Before the show had even opened George Rubcek and Darius Fitzimmons had bought three of the paintings for their collection, so the word was out that the oracles had said yes. ‘I don’t really know much about this kind of brain food,’ I told Chevorski.

‘All you need to know,’ he said, ‘is that George Rubcek and Darius Fitzimmons have already bought three, so now the herd punters will pay big money to have him on their walls and they can dine out on it for two or three months.’

The evening a year later when I met Giles was the opening of Cyndie Dubuque’s show at the gallery.
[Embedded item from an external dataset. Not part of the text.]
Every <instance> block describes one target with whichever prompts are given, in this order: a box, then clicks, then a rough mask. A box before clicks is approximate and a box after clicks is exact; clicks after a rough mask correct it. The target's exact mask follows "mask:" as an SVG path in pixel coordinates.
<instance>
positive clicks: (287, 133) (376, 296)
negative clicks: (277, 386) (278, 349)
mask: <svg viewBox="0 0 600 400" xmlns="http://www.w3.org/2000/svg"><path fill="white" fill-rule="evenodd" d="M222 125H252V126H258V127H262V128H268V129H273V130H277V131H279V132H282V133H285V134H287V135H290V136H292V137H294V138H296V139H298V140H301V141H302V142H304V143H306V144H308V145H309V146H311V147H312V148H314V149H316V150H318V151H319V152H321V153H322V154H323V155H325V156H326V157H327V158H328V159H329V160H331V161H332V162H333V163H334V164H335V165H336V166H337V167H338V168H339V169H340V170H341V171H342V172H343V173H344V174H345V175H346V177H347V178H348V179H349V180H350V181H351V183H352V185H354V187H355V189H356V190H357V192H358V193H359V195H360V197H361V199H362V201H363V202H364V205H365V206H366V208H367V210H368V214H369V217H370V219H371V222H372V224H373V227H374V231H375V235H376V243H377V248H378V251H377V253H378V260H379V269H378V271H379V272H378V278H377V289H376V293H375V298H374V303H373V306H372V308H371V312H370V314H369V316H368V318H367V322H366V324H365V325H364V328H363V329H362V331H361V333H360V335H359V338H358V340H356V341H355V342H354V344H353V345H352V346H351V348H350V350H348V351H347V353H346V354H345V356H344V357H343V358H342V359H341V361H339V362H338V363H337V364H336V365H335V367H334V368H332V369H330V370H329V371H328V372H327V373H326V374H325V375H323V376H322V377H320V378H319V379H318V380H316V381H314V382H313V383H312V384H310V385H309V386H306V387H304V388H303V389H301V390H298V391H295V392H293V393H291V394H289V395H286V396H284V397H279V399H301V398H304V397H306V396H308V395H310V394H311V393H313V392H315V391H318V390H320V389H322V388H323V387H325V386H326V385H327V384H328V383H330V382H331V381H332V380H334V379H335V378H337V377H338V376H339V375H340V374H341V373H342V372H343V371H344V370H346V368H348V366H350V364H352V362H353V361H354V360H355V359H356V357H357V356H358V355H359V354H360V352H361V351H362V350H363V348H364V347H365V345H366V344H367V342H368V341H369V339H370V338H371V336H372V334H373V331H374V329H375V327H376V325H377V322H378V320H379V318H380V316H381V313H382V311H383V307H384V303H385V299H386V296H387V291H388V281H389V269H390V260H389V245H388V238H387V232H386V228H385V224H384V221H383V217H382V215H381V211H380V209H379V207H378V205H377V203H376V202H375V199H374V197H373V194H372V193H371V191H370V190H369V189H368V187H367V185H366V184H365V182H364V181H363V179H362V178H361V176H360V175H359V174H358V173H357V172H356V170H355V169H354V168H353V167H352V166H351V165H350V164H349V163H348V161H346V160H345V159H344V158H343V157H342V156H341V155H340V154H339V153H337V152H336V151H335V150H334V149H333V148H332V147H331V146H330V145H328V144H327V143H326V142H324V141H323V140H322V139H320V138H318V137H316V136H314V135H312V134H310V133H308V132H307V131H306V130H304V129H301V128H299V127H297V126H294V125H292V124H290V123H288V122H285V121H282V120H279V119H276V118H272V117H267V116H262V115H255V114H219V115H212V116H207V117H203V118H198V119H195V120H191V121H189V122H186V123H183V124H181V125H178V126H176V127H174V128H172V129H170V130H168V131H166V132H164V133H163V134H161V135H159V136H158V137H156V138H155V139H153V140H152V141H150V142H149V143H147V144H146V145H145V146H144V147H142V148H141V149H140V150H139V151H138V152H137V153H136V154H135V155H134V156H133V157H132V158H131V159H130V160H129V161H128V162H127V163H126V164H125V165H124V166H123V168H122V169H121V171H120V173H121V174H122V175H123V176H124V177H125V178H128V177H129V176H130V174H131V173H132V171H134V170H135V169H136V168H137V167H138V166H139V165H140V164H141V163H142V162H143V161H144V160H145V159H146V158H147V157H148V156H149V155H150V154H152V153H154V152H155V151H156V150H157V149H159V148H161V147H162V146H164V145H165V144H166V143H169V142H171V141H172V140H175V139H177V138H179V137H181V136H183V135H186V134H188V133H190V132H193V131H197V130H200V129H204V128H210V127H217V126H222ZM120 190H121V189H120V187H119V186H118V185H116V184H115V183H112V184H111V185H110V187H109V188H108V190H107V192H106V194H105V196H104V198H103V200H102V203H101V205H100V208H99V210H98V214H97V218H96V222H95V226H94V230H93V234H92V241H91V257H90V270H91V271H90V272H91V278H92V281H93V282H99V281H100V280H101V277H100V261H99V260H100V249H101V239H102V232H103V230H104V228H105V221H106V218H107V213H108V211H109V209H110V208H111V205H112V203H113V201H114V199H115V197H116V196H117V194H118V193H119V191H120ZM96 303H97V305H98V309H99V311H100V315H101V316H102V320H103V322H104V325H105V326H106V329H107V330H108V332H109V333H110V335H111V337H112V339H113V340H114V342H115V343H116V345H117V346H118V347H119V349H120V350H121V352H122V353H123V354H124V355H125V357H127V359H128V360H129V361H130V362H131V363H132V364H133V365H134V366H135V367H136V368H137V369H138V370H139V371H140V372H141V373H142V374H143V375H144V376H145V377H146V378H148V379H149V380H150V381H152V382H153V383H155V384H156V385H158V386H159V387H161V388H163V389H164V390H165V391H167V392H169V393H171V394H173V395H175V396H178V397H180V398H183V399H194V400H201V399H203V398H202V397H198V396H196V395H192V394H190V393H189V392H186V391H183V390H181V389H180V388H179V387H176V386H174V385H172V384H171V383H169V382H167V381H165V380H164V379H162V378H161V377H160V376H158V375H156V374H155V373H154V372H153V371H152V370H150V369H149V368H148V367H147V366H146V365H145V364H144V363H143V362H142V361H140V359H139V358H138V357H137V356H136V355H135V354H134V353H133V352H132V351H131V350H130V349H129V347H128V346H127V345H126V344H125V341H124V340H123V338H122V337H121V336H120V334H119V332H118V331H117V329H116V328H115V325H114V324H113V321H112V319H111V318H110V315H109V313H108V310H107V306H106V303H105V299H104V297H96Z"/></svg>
Giles arrived with a woman of fifty or so who was in somewhat better shape than she really was. She had dyed red hair with a frizzy perm and wore a blue leather jacket, white T-shirt, jeans that had been sprayed on, and brown cowboy boots. Giles was thirty at the time, not exactly a toy boy but I doubted that his connection with the enhanced mother-figure was altogether non-commercial. He was as ruggedly handsome as a film star and he looked at me the way a man who knows horses looks at a horse. I was a lot younger than I am now, which is to say that when I saw Giles I saw potential; I wasn’t sure what kind but I was willing to have a go at developing it.

Cyndie Dubuque was an American painter who’d dedicated herself to the celebration of the clitoris. This was back before the Internet when the clitoris still had some novelty value and the opening was well attended. I saw Seymour Daly, Noah Thawle, Lucy Camaro, Lena Waye, Thurston Fort of the Royal Academy, and Folsom Bray of the Post-Modern Gallery, whose praise added zeros to any price. George Rubcek, with a face like a sticky bun with two raisin eyes, was there. He said that Darius would have come but he was laid up with the flu. Darius is dead by now of AIDS and Cyndie Dubuque hasn’t been heard from for a long time but that evening was all go. The champagne wasn’t vintage but many of the chequebooks were, and Cyndie got so carried away that she had to be restrained from dropping her knickers and exhibiting the most recognisable feature of her self-portraits.

The champagne and caviare were being handed round by sleek young women in white shirts, red bow ties, very short black skirts, spike heels and black stockings that ended in a flash of thigh and red suspenders. These girls were provided by the caterer, Fizzy Lizzy, and would be somewhere else tomorrow; I as permanent staff was in a little black dress that was almost as short as the pelmets of the Fizzy Lizzy cupbearers but I wore tights instead of stockings and suspenders; this didn’t discourage Nikolai Chevorski from groping my bottom but he was just over five feet tall so his world-view was closer to the ground than most people’s.

While his frizzy-permed friend was talking to George Rubcek the as-yet-unmet Giles made his way through the minglers and networkers to me, his sexuality shimmering like a motorway mirage. ‘You look too real for this kind of thing,’ he said to me.

‘That’s because I’m getting paid for it. On my own time. I’m no realer than you are.’ I was reading him the way you read the little film blurbs in the TV schedule: ‘Predictable story attractively packaged but short on plausibility,’ this one said. It’s difficult for me to believe how cynical and naive I was at the same time back then. Not, however, cynical enough to avoid a man who needed improving.